Lors de la messe pontificale à l’aéroport de Bamenda, le message du Pape a frappé par sa fermeté : dénoncer les tyrans qui décident de la faim, dénoncer un système qui transforme la vie humaine en marchandise, et rappeler que l’âme d’un peuple libre ne se monnaye pas.

Faim, dignité, liberté, le message de Léon XIV qui tétanise le régime de Yaoundé

Par Thomas Tankou___________

Au-delà de l’écho émotionnel de l’anecdote, le discours révèle surtout un engagement clair du Souverain pontife—ou, du moins, la manière dont il est présenté—du côté des victimes.

« Décider de la faim » : la tyrannie comme système…
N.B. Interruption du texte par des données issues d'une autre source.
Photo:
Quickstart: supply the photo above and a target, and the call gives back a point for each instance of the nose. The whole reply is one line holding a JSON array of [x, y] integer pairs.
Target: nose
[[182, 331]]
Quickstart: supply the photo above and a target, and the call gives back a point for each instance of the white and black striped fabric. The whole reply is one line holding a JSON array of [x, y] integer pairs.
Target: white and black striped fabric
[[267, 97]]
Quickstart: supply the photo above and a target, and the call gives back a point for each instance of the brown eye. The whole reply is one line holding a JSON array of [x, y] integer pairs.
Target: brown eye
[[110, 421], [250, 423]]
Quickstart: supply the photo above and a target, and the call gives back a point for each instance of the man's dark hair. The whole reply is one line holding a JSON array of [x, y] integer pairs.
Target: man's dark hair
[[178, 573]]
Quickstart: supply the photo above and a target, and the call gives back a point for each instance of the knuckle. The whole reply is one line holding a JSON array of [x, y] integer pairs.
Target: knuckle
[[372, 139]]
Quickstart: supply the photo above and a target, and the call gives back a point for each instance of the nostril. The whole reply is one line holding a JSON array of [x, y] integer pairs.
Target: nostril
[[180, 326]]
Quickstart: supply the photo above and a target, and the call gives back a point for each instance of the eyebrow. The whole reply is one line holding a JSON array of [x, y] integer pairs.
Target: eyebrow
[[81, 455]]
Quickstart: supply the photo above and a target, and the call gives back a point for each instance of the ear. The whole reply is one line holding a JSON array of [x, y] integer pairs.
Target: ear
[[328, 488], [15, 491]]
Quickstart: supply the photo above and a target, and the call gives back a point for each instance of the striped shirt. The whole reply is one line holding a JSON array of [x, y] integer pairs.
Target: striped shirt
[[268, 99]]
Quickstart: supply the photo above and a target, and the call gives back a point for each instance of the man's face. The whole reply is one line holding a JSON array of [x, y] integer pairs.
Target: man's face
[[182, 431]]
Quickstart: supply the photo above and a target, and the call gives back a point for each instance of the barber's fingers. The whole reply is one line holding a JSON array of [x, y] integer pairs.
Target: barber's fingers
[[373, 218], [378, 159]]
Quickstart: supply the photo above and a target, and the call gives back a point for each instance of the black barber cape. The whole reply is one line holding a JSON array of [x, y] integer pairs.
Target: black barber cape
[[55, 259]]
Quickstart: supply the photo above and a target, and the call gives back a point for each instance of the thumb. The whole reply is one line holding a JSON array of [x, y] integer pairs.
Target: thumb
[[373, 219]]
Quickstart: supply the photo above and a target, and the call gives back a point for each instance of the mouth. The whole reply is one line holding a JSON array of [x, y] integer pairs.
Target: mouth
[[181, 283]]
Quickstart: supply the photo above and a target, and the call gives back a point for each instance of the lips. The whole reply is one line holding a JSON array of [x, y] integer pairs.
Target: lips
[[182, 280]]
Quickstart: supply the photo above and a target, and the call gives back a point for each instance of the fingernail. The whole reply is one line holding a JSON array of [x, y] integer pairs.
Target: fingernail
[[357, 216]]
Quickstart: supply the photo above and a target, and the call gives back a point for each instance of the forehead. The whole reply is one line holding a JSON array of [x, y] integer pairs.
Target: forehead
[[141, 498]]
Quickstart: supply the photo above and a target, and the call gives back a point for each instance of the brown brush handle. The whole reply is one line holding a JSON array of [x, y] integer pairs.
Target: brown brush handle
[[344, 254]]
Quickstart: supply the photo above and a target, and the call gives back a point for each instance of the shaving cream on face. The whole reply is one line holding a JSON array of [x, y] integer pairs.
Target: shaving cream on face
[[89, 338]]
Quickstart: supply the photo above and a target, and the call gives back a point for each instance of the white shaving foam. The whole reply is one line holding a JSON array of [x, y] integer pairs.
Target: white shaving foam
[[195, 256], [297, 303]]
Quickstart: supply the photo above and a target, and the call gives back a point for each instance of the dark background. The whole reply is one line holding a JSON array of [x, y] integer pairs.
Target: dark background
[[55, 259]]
Le cœur du texte ne s’attaque pas seulement à un individu, mais à une logique. Les tyrans y sont décrits comme ceux qui, « depuis leurs bureaux », déterminent la faim d’un pays.
Une lecture journalistique de ce point est essentielle : la souffrance n’est pas présentée comme un accident, mais comme une conséquence organisée. La tyrannie devient alors un mode de gestion, une stratégie où le peuple paie le prix.

De la violence visible à la déshumanisation…

Le message insiste sur l’idée d’un monde où la vie humaine serait traitée « comme une marchandise ».
Autrement dit, la critique ne porte pas uniquement sur la répression : elle vise la réduction de l’homme à une valeur économique. Cette dénonciation transforme le débat : on n’est plus dans le registre de la simple politique, mais dans celui de la dignité bafouée.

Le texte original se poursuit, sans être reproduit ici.